また、図面で円のケーキを3つに切る線を書かせようとすると、ベンツのロゴのようなY字を書くことができない。どうやっても、T字にしか円を区切ることができないのだ。

絵に関して興味深かったことがある。

ココさんが図工の授業で、札幌にある時計台の写真をプリントして写生をさせてみた。するとがっちゃんは、いきなり用紙の真ん中に丸い時計を描いた。それから時計を囲い込むように、建物全体を描いていったのだ。

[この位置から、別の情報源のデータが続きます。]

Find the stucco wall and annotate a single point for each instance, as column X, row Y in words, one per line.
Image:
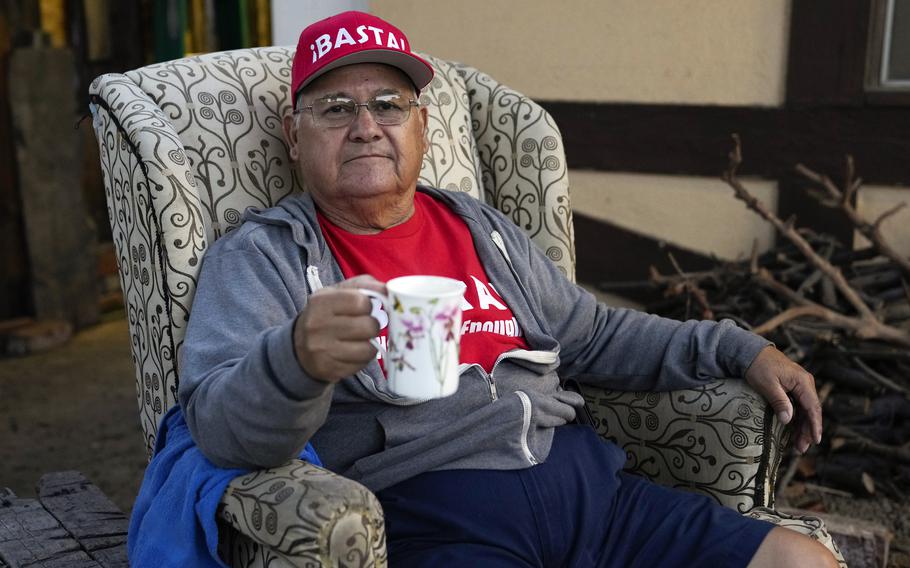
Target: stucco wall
column 872, row 201
column 658, row 51
column 701, row 52
column 698, row 213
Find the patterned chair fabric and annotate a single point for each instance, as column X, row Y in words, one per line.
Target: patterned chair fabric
column 186, row 146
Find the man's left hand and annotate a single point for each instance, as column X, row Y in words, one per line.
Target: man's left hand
column 774, row 376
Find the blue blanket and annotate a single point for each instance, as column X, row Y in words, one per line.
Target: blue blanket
column 173, row 520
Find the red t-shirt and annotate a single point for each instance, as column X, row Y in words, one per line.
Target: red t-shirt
column 437, row 242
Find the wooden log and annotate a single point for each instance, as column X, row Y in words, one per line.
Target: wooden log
column 864, row 544
column 856, row 481
column 84, row 511
column 30, row 536
column 845, row 376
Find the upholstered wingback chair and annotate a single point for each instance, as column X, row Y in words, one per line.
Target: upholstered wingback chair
column 186, row 146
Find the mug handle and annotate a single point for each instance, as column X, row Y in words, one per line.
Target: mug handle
column 385, row 302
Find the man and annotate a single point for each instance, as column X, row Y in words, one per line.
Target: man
column 496, row 474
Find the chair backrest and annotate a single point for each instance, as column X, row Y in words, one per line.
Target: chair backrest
column 186, row 146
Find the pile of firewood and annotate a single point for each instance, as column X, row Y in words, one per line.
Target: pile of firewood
column 844, row 314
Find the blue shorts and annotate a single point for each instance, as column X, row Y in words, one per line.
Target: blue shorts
column 576, row 509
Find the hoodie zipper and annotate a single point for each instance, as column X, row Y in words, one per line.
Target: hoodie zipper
column 312, row 278
column 526, row 426
column 501, row 245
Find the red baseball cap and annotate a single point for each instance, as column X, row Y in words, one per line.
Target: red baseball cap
column 349, row 38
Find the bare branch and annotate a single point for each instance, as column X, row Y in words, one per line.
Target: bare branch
column 869, row 230
column 878, row 222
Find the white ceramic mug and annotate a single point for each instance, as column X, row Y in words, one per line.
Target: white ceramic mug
column 424, row 335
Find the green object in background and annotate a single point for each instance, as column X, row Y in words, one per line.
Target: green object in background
column 232, row 24
column 169, row 29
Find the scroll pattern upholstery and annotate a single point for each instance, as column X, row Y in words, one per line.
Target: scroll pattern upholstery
column 523, row 165
column 720, row 439
column 302, row 515
column 804, row 524
column 208, row 130
column 187, row 145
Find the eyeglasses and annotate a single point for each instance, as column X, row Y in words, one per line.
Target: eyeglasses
column 335, row 112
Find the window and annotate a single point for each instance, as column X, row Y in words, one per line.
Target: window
column 888, row 61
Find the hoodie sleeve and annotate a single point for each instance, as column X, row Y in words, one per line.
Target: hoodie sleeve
column 627, row 349
column 247, row 401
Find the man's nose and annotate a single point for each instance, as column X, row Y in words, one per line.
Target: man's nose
column 364, row 126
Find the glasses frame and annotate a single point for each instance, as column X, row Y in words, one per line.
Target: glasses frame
column 357, row 105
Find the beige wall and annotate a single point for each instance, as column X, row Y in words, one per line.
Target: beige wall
column 872, row 201
column 730, row 52
column 725, row 52
column 696, row 213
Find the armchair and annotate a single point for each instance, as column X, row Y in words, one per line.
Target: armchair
column 187, row 145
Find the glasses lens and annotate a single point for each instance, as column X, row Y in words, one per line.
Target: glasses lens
column 334, row 112
column 389, row 109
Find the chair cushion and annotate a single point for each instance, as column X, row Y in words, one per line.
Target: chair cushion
column 808, row 525
column 719, row 439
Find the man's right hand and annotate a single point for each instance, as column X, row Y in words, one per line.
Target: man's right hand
column 332, row 333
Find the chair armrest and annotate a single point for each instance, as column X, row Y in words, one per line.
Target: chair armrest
column 308, row 515
column 720, row 439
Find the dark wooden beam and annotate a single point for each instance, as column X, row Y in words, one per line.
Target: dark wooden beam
column 15, row 300
column 695, row 140
column 827, row 54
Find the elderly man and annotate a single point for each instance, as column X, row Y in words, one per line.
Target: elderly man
column 496, row 474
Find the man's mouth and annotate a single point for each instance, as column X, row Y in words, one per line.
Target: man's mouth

一般的には、用紙の中に構図が収まるように建物全体から描いて、最後に時計を描き込むだろう。でもがっちゃんは逆の順番で描いていき、しかも建物がピッタリと用紙に収まっていた。

「この子、どうやら空間認識能力は人一倍あるみたいね」

ココさんは、がっちゃんが描いた時計台を見て感心したようにいった。

写真左から、ココさん、GAKUさん、父親の佐藤典雅さん
筆者提供
写真左から、ココさん、GAKUさん、父親の佐藤典雅さん

「がっちゃんを遠足に連れていっていいですか?」

がっちゃんのスーパー多動症ぶりはものすごく、がっちゃんに普通の授業を受けさせるのはほぼ不可能だった。それを見かねてココさんが提案してきた。

「のりさん、がっちゃんを遠足に連れていっていいですか? 机での勉強の代わりに、社会勉強としていろいろな体験をさせたほうがいいと思うので」

たしかに、そのほうがいいだろう。

がっちゃんの集中力が続くのは5分程度だったので、通常の授業ではもたない。運動の授業も試してみたけれど興味を示さず、指示された運動はいっさいしない。こういうときのがっちゃんは、まったく聞こえていないかのように指示をスルーする。

そして、毎日ノーベルを脱走しては、エジソンやコンビニで珍事件を発生させていた。ここは遠足にでも行ったほうが、お互い楽だろう。

「そうですね。遠足を増やして、好きなところへどこでも連れていってください」

とはいえ、これはこれで大変なタスクだ。がっちゃんはいつも走り回っていたからだ。